There is an almost hysterical need to find fissures in the Sino-Russian relationship. Yet, the most obvious thing to come out from Chinese President Xi Jinping’s visit to Moscow was the fact that both he and President Vladimir Putin want to highlight to the world how close they are. No one forced Xi to go to Moscow, and Putin chose to make this a high-profile state visit. Their warm words to each other overheard as they left dinner may have seemed staged, but at the same time were unnecessary unless the point was to emphasize partnership. The endless search for gaps misses this clear strategic alignment which should be taken and reacted to at face value.
The narrative of underlying disagreement and dislike between Beijing and Moscow is likely born from the same place that the Cold War Two concept emerges from. During the first Cold War, China and Russia were at odds beneath their common Communist spirit, and the U.S. demonstrated impressive diplomatic deft in focusing on this to pull them apart. The times have changed, however, and the key thing now holding China and Russia together is an antipathy toward the West.
It is abundantly clear that there are disagreements between Moscow and Beijing at every level. India, for example, is a power that has a strong relationship with Moscow, but a violent one with China. The Russian intelligence service continues to detain scientists they claim are selling their country out to China. Shortly before Xi’s visit a group of Chinese miners were murdered in the Central African Republic, with the Chinese leader pledging their murders would be avenged. A rumor rattling around the Chinese internet was that they had been executed by Russian Wagner forces. All of this serves to show competing geopolitical interests as well as bilateral paranoia at a public level and within their respective security apparatuses.
Similarly, the economic sphere is riven with contradictions. No big gas deal has yet been signed – likely evidence of China deciding to play hardball on negotiations now that they have the upper hand and more options at hand (as well as the fact that to rebuild the infrastructure within Russia to shift European-facing gas to Asia will take some time). Yet at the same time, Moscow is clearly looking to sell more to China and Beijing is buying. Within the private sector, some Chinese firms see the evacuation of Western brands from Russia as a great market opportunity, while at the same time large tech firms like Huawei or Alibaba are pulling people out or suspending investments. Opportunity and fear of secondary sanctions are often wrapped up together.
But in focusing on all of these contradictions, we are missing that this is often the nature of international relations.

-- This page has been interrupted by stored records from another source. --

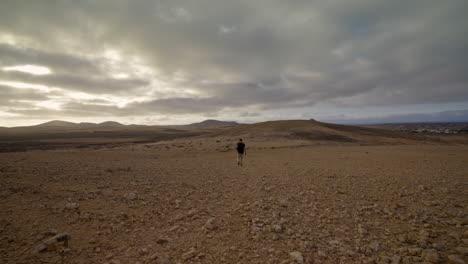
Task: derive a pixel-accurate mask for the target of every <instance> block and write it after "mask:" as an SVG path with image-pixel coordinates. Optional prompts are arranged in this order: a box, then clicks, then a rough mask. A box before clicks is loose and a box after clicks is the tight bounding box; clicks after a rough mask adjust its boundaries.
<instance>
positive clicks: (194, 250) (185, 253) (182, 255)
mask: <svg viewBox="0 0 468 264" xmlns="http://www.w3.org/2000/svg"><path fill="white" fill-rule="evenodd" d="M196 255H197V252H196V251H195V249H194V248H192V249H190V250H189V251H187V252H185V253H183V254H182V259H183V260H189V259H192V258H194V257H195V256H196Z"/></svg>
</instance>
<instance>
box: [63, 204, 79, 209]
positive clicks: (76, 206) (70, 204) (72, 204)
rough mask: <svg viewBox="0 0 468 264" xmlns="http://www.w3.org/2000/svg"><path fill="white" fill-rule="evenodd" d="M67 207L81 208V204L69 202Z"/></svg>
mask: <svg viewBox="0 0 468 264" xmlns="http://www.w3.org/2000/svg"><path fill="white" fill-rule="evenodd" d="M65 208H66V209H68V210H74V209H78V208H80V204H79V203H67V204H66V205H65Z"/></svg>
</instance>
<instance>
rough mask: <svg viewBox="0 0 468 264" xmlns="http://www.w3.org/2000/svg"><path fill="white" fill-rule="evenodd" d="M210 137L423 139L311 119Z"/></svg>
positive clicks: (351, 139)
mask: <svg viewBox="0 0 468 264" xmlns="http://www.w3.org/2000/svg"><path fill="white" fill-rule="evenodd" d="M211 136H215V137H242V138H249V139H258V140H278V139H292V140H306V141H314V142H336V143H365V144H387V143H389V144H395V143H397V144H400V143H401V144H405V143H407V142H408V141H414V140H417V141H419V140H425V138H424V137H423V136H419V135H413V134H409V133H403V132H399V131H391V130H388V129H379V128H369V127H360V126H348V125H337V124H330V123H324V122H318V121H312V120H280V121H269V122H262V123H256V124H246V125H238V126H235V127H229V128H224V129H222V130H220V131H216V132H214V133H213V134H211Z"/></svg>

To paraphrase British Prime Minister Lord Palmerston: Countries have interests, not friendships. The transatlantic alliance may have NATO binding it together, but is equally riven with contradiction and disagreement – Turkey’s role in the negotiations around Finnish and Swedish membership has highlighted this. European and American companies usually compete on the international stage and within each other’s markets, while the authorities seek to protect their own national firms. And it is worth remembering that we are only two short decades since the U.S.-led invasion of Iraq – a war that tore at the fabric of the transatlantic alliance.

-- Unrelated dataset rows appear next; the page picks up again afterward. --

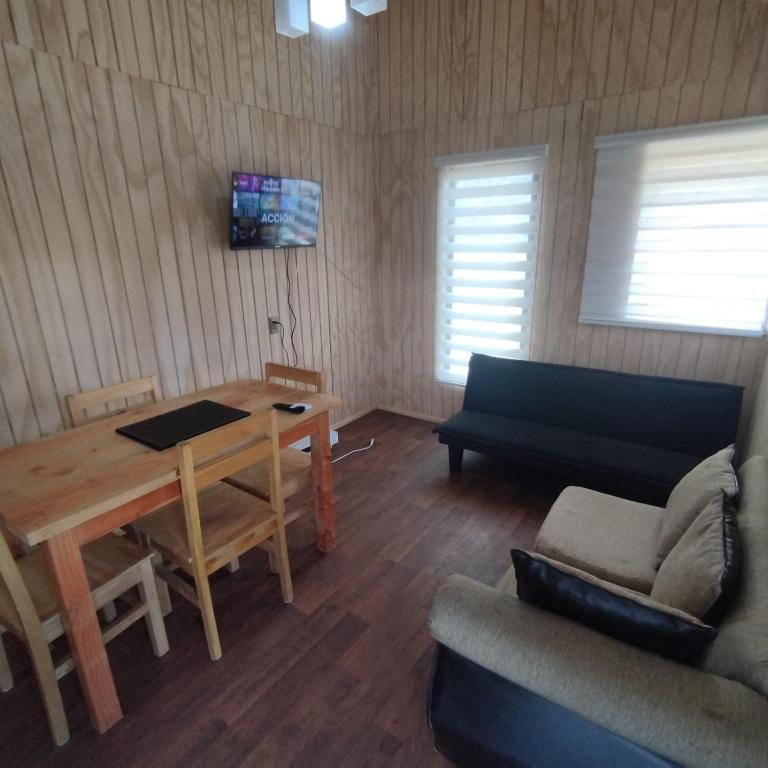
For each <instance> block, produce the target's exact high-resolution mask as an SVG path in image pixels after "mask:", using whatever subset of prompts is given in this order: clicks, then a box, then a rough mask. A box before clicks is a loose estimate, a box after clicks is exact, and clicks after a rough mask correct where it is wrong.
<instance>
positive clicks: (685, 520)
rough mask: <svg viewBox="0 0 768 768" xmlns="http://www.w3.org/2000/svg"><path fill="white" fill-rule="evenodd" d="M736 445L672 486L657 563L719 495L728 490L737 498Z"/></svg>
mask: <svg viewBox="0 0 768 768" xmlns="http://www.w3.org/2000/svg"><path fill="white" fill-rule="evenodd" d="M733 451H734V446H732V445H729V446H728V447H727V448H723V449H722V450H721V451H718V452H717V453H715V454H713V455H712V456H710V457H709V458H707V459H704V461H702V462H701V463H700V464H698V465H697V466H695V467H694V468H693V469H692V470H691V471H690V472H689V473H688V474H687V475H686V476H685V477H684V478H683V479H682V480H680V482H679V483H678V484H677V485H676V486H675V487H674V488H673V489H672V493H670V494H669V499H668V500H667V509H666V512H665V513H664V516H663V517H662V518H661V528H660V529H659V547H658V551H657V553H656V566H657V567H659V566H661V564H662V562H664V560H665V558H666V557H667V555H668V554H669V553H670V552H671V551H672V547H674V546H675V545H676V544H677V542H678V541H680V539H681V537H682V535H683V534H684V533H685V532H686V531H687V530H688V527H689V526H690V525H691V524H692V523H693V521H694V520H695V519H696V518H697V517H698V516H699V515H700V514H701V512H702V511H703V509H704V508H705V507H706V506H707V505H708V504H709V503H710V502H711V501H712V500H713V499H715V498H720V494H721V493H724V494H725V495H726V497H728V498H733V497H734V496H736V494H737V493H738V492H739V481H738V478H737V477H736V472H735V470H734V469H733V464H732V463H731V462H732V461H733Z"/></svg>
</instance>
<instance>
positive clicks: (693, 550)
mask: <svg viewBox="0 0 768 768" xmlns="http://www.w3.org/2000/svg"><path fill="white" fill-rule="evenodd" d="M740 566H741V546H740V539H739V529H738V524H737V522H736V510H735V509H734V505H733V503H732V502H731V500H730V499H729V498H728V497H727V496H726V495H725V494H724V493H723V492H722V491H721V492H720V493H719V494H718V495H717V496H715V497H714V498H713V499H712V500H711V501H710V502H709V504H707V506H706V507H704V510H703V511H702V512H701V513H699V515H698V517H697V518H696V519H695V520H694V521H693V523H691V525H690V526H689V528H688V530H687V531H686V532H685V533H684V534H683V536H682V538H681V539H680V541H678V542H677V544H675V546H674V547H673V548H672V551H671V552H670V553H669V555H667V558H666V559H665V560H664V562H663V563H662V564H661V568H659V572H658V574H657V575H656V580H655V581H654V582H653V589H652V590H651V598H652V599H654V600H658V601H659V602H660V603H663V604H664V605H671V606H672V607H673V608H677V609H678V610H681V611H685V612H686V613H690V614H691V615H693V616H697V617H698V618H700V619H701V620H702V621H703V622H704V623H705V624H711V625H717V624H719V623H720V621H721V619H722V617H723V616H724V615H725V614H726V612H727V611H728V609H729V608H730V606H731V605H732V604H733V600H734V598H735V596H736V588H737V586H738V577H739V568H740Z"/></svg>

It is hard to understand why we cannot then see this echoed in the China-Russia relationship. Both have problems, disagreements, and contradictions with each other, and yet their leaders are happy to grandstand together on the world stage.
The overarching issues they wanted highlighted during this encounter was their proximity and the fact that they are both pushing forward the development of a non-Western led order (made up of institutions like BRICS, the Shanghai Cooperation Organization, and more). At an individual level, Beijing struck its pose as the peacemaker seeking to help resolve the Ukraine war (building on its success in the Middle East between Riyadh and Tehran), while Moscow got high level support on the global stage.

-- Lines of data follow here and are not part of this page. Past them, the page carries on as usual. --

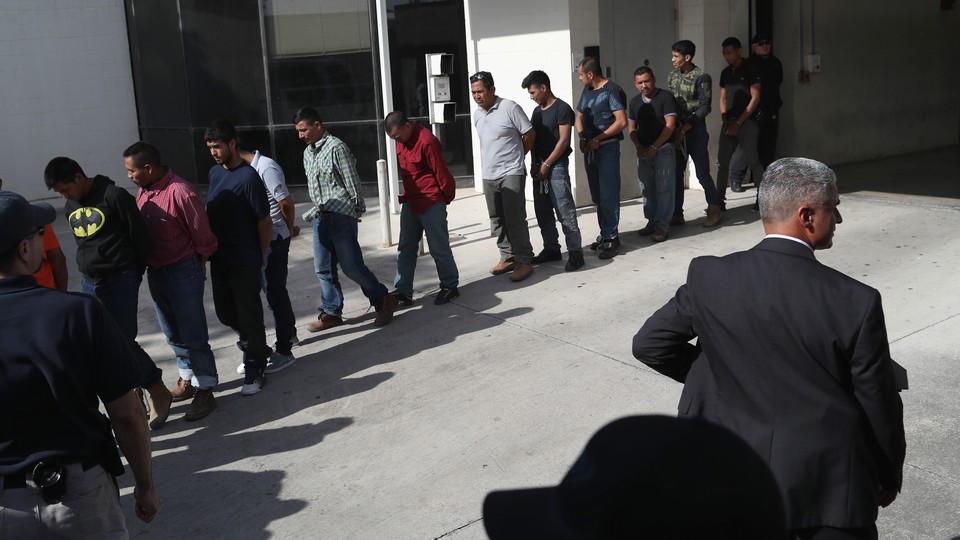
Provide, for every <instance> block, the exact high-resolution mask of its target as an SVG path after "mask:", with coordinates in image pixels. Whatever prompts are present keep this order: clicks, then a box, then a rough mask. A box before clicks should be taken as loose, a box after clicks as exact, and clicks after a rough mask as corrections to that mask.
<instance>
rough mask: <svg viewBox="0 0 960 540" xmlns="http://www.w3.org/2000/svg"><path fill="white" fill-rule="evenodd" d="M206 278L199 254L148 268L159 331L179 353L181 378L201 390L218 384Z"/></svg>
mask: <svg viewBox="0 0 960 540" xmlns="http://www.w3.org/2000/svg"><path fill="white" fill-rule="evenodd" d="M205 279H206V278H205V277H204V268H203V266H202V265H201V264H200V259H199V257H197V256H196V255H194V256H193V257H188V258H186V259H184V260H182V261H180V262H175V263H173V264H168V265H166V266H164V267H162V268H147V284H148V285H149V286H150V295H151V296H152V297H153V307H154V309H156V311H157V320H158V321H159V322H160V330H162V331H163V335H165V336H166V337H167V343H168V344H169V345H170V348H171V349H173V353H174V354H175V355H177V368H178V369H179V370H180V377H181V378H182V379H183V380H185V381H194V385H195V386H196V387H197V388H200V389H202V390H206V389H209V388H213V387H215V386H216V385H217V380H218V379H217V363H216V361H215V360H214V358H213V351H211V350H210V339H209V335H208V332H207V312H206V308H205V307H204V305H203V287H204V280H205ZM194 379H196V380H194Z"/></svg>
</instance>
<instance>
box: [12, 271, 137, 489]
mask: <svg viewBox="0 0 960 540" xmlns="http://www.w3.org/2000/svg"><path fill="white" fill-rule="evenodd" d="M0 328H2V329H3V330H2V332H3V334H2V335H3V338H2V340H0V341H2V343H0V410H2V411H3V414H2V415H0V475H4V474H13V473H18V472H29V471H25V470H24V469H25V468H27V467H30V466H32V465H34V464H36V462H37V461H39V460H41V459H44V458H48V457H60V458H61V459H67V460H70V461H83V460H87V459H91V458H96V457H98V456H99V455H101V454H100V449H101V448H103V447H104V445H112V444H114V443H113V438H112V436H111V433H110V428H109V425H108V424H107V423H106V419H105V418H104V416H103V415H102V414H101V413H100V409H99V406H100V403H99V402H100V401H103V402H104V403H110V402H111V401H114V400H116V399H118V398H120V397H121V396H123V395H124V394H125V393H127V392H129V391H130V389H132V388H134V387H136V386H138V385H139V384H140V379H141V376H140V370H139V369H138V367H137V361H136V359H135V358H134V353H133V350H132V349H131V347H130V345H129V340H128V339H127V338H126V337H124V335H123V334H122V333H121V332H120V328H119V327H118V326H117V324H116V323H115V322H113V318H112V317H110V315H108V314H107V312H106V310H105V309H104V308H103V306H102V305H101V304H100V302H99V301H98V300H96V299H95V298H93V297H90V296H87V295H85V294H80V293H68V292H62V291H56V290H53V289H47V288H45V287H40V286H38V285H37V282H36V280H34V279H33V278H32V277H30V276H17V277H11V278H6V279H0ZM98 398H99V400H98Z"/></svg>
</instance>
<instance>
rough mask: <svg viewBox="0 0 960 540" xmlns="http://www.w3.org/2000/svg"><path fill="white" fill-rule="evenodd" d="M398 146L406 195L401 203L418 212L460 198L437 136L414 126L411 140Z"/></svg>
mask: <svg viewBox="0 0 960 540" xmlns="http://www.w3.org/2000/svg"><path fill="white" fill-rule="evenodd" d="M407 143H408V144H409V146H408V145H407V144H404V143H400V144H397V157H398V158H399V160H400V176H401V177H402V178H403V195H401V196H400V202H402V203H407V204H409V205H410V208H411V210H413V212H414V213H416V214H419V213H422V212H424V211H426V210H427V209H428V208H430V207H431V206H432V205H434V204H435V203H443V204H449V203H450V201H452V200H453V198H454V197H456V195H457V183H456V181H455V180H454V179H453V175H452V174H450V170H449V169H447V163H446V162H445V161H444V160H443V148H442V147H441V146H440V141H439V140H437V138H436V137H434V136H433V133H430V131H429V130H428V129H426V128H424V127H423V126H421V125H420V124H414V126H413V133H412V134H411V135H410V139H409V140H408V141H407Z"/></svg>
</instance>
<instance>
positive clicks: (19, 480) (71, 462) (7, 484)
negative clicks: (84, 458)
mask: <svg viewBox="0 0 960 540" xmlns="http://www.w3.org/2000/svg"><path fill="white" fill-rule="evenodd" d="M72 463H77V462H76V461H70V462H68V463H64V465H70V464H72ZM99 464H100V460H99V459H97V458H91V459H84V460H82V461H80V467H81V468H82V469H83V470H84V471H89V470H90V469H92V468H94V467H96V466H97V465H99ZM34 467H36V465H32V466H30V467H27V468H28V469H29V470H30V472H28V473H13V474H5V475H3V489H20V488H25V487H27V479H29V480H30V481H31V482H32V481H33V469H34Z"/></svg>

We have yet to see Beijing’s support go beyond this to actually arming Russia with the lethal hardware that they want to fight in Ukraine. And we have yet to see Moscow try to force Beijing to do something they do not want to do in advance of Russia’s interests.
The final point to make is that while it may be clear that Beijing increasingly has the whip hand in the relationship, this does not in itself necessarily mean anything. Growing Russian dependence on China does not hand all the chips to Beijing, but merely strengthens China’s hand in individual negotiations and potentially weakens Russian domestic capability in the longer run. This does not, however, lock Moscow into doing whatever Beijing wants. China has a few other “allies” in its immediate neighborhood where on paper it also has the “whip hand” – Pakistan, North Korea, and Myanmar – and in each case, Beijing struggles to get them to do what China might want. In fact, these countries have a tendency to do what they want rather than what China tells them to do, which sometimes actually appear to go against Beijing’s interests.
The West should take the Sino-Russian relationship at face value, focus less on how to pull the two apart and instead de-hyphenate them in their strategic thinking. They are not in lockstep across the board, but they are clearly in strategic alignment at a global level. Focusing on the relationship in this way will help identify where the differences mean one cares less than the other and therefore is a place where thinking of them as a union would be a distraction. It might also then offer some ideas as to where actually the differences in opinion matter on the ground, rather than seeking ones where little strategic advantage can be leveraged between Beijing and Moscow.